A lot of what an athletic director does in 2018 is attached to communication and administration skills, Burdick said.

“There’s a lot more reliance on the social media aspect – emails, group texts, different levels of social media,” he said. “I think that’s continuing to grow. The other piece is there are a lot of different mandates by the state, and that’s kind of changed what athletic directors need to do. They’ve added certainly a layer of paperwork that wasn’t part of the deal 50 years ago.”

Burdick originally moved to Lake Placid in 1985 when he got a job working for Stewart’s Shops.

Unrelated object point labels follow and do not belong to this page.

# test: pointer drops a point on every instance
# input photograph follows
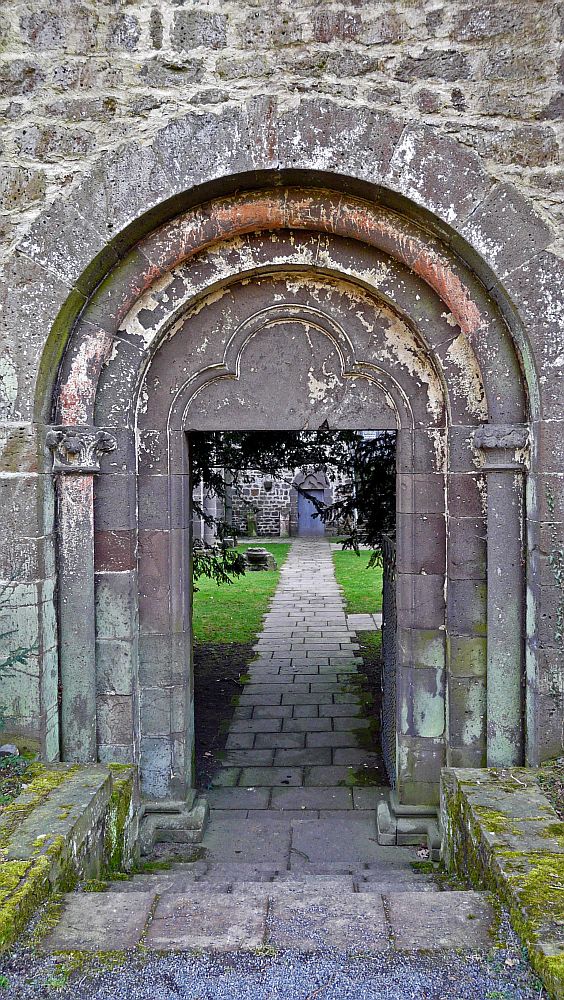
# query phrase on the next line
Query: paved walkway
(290, 857)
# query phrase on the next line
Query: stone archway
(403, 336)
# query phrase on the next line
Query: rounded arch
(435, 335)
(103, 227)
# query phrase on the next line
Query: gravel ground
(502, 975)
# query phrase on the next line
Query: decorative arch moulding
(211, 226)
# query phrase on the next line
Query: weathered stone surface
(90, 920)
(211, 922)
(500, 831)
(440, 921)
(101, 95)
(309, 922)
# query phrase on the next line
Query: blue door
(307, 523)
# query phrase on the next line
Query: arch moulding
(440, 364)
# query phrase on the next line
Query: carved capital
(78, 448)
(501, 446)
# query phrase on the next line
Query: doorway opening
(287, 532)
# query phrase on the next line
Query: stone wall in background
(79, 78)
(268, 504)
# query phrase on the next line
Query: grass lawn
(233, 612)
(362, 587)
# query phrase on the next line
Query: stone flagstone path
(290, 857)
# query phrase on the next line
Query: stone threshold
(500, 831)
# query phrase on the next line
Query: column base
(399, 824)
(173, 822)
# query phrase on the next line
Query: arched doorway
(281, 310)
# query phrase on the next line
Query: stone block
(347, 838)
(124, 32)
(193, 28)
(114, 719)
(467, 712)
(265, 28)
(422, 701)
(467, 655)
(314, 921)
(156, 711)
(433, 169)
(279, 776)
(31, 298)
(208, 921)
(437, 921)
(421, 540)
(94, 922)
(467, 607)
(421, 494)
(115, 666)
(20, 76)
(259, 838)
(156, 757)
(449, 65)
(467, 494)
(421, 647)
(420, 600)
(20, 186)
(467, 548)
(505, 230)
(115, 605)
(321, 124)
(331, 26)
(311, 798)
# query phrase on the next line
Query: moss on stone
(96, 885)
(43, 781)
(530, 883)
(24, 889)
(118, 816)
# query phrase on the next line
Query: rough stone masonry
(277, 216)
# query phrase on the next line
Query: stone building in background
(249, 215)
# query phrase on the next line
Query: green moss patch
(504, 850)
(65, 819)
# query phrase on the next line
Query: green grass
(362, 587)
(233, 612)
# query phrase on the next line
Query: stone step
(161, 884)
(299, 919)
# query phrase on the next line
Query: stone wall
(148, 170)
(269, 504)
(79, 78)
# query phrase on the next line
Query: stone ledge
(92, 818)
(500, 831)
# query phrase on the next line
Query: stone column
(502, 454)
(76, 457)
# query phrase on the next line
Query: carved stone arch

“It wasn’t my intention,” he said. “I had gone to college initially for teaching, got sidetracked and worked for Stewart’s. That’s how I ended up in the community. I went over to this shop here in Lake Placid and was a store manager there for 16 years. Then I went back to school to finish my master’s (degree). It was very fortunate I could stay here in Lake Placid and teach.”

In his 33 years in Lake Placid, Burdick said the biggest change he’s seen is school enrollment. It’s gone down. He said it’s not unique to Lake Placid, but it is definitely noticeable.

“I think my daughter’s class, which was 10 years ago, graduated in the 70s,” he said. “A typical graduating class now is probably in the mid-40s to 50. That’s been significant, and that’s the whole area that’s the biggest change, I think, which has made some programs have to trim down. There are fewer [junior varsity] teams. That’s more of a continuing trend, and there are more merging teams, too. We have quite a number of sports that we’ve merged with Saranac Lake. Keene has joined us with some kids. That probably will continue to grow.”